250 mph with no roof, anyone?
While the Tesla Model S Plaid continues to do things that would have been unthinkable for a four-door sedan not that long ago, there is another tier of high-performance electrified vehicles that sits above even the Plaid. It's occupied by hypercars like the plug-in hybrid Koenigsegg Regera and the fully electric Rimac Nevera.
Revealed last month, the Nevera is a towering achievement and has already set a new quarter-mile world record for production cars. It doesn't hurt that the Nevera coupe is also good to look at, but what would this record-breaking EV be like as a convertible? While you'd think that modifying a fixed-roof car to make it a drop-top is as simple as removing the roof, not every car has made this transition gracefully.

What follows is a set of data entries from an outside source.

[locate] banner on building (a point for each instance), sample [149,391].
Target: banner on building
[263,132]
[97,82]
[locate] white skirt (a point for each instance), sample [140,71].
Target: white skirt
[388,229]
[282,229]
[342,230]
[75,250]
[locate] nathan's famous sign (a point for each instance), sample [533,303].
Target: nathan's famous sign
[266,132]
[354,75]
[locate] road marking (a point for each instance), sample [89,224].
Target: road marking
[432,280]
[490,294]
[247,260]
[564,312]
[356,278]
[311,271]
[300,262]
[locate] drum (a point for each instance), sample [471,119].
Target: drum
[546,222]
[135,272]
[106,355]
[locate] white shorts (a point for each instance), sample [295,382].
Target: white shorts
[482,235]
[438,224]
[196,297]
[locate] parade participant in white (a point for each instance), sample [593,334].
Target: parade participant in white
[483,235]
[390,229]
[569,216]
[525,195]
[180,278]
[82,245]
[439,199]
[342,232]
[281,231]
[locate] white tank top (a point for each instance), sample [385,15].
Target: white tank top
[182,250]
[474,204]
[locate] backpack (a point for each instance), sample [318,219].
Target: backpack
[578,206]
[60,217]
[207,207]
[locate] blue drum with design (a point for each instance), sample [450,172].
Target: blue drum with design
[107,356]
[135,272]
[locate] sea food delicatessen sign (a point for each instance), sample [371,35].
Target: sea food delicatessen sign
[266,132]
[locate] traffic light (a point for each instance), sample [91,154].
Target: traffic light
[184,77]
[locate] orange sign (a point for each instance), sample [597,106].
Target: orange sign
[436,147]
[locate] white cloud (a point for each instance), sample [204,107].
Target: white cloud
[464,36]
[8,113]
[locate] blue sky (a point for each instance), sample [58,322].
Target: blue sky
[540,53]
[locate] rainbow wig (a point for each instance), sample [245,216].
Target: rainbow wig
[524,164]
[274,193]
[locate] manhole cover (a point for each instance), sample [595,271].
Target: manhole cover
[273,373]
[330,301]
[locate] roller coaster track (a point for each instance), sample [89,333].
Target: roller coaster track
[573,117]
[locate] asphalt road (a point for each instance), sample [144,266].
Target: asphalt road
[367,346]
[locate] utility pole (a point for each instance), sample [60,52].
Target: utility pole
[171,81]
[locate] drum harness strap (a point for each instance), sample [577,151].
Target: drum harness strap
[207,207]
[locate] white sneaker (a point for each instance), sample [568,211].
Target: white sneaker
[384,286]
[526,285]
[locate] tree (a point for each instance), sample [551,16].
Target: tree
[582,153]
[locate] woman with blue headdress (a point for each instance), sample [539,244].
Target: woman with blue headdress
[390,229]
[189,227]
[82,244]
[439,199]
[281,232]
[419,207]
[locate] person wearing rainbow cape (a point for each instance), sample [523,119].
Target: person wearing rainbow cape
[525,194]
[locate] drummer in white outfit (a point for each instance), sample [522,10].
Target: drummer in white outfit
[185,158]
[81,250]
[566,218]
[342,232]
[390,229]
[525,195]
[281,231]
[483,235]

In the case of the Nevera, it looks possibly even better without a roof. We decided to retain the regular Nevera's headlights, hood inlets, and other aerodynamic body panels, but removed the rear wing. Most notable in this design are the raised sections behind each seat, totally changing the Nevera's profile and providing something of a cocoon for the driver and passenger. These humps are much more defined than those found on, say, the Porsche 911 Speedster's "double bubble" rear section.
With its stiff carbon-fiber monocoque, the Nevera provides a super strong base for a potential convertible. However, some sacrifices will likely need to be made if Rimac were to re-engineer the car as a drop-top. What won't be lacking is power.
The Nevera coupe has four electric motors that power each wheel individually, generating a combined 1,914 horsepower and 1,731 lb-ft of torque - these figures are simply phenomenal. The coupe can hit 60 mph in a claimed 1.85 seconds and a top speed of 258 mph. In the convertible, performance figures like that will be enough to leave you with blown eardrums, an entirely rearranged hairdo, or both.
Currently, there isn't a single fully electric convertible on sale in the US. Perhaps the closest thing to a possible Nevera convertible is the Koenigsegg Regera PHEV which has a removable roof, or the Lotus Evija roadster if such a car were ever made. At nearly $2.5 million for the regular Nevera, a drop-top version could fetch close to $3 million. How about it, Rimac?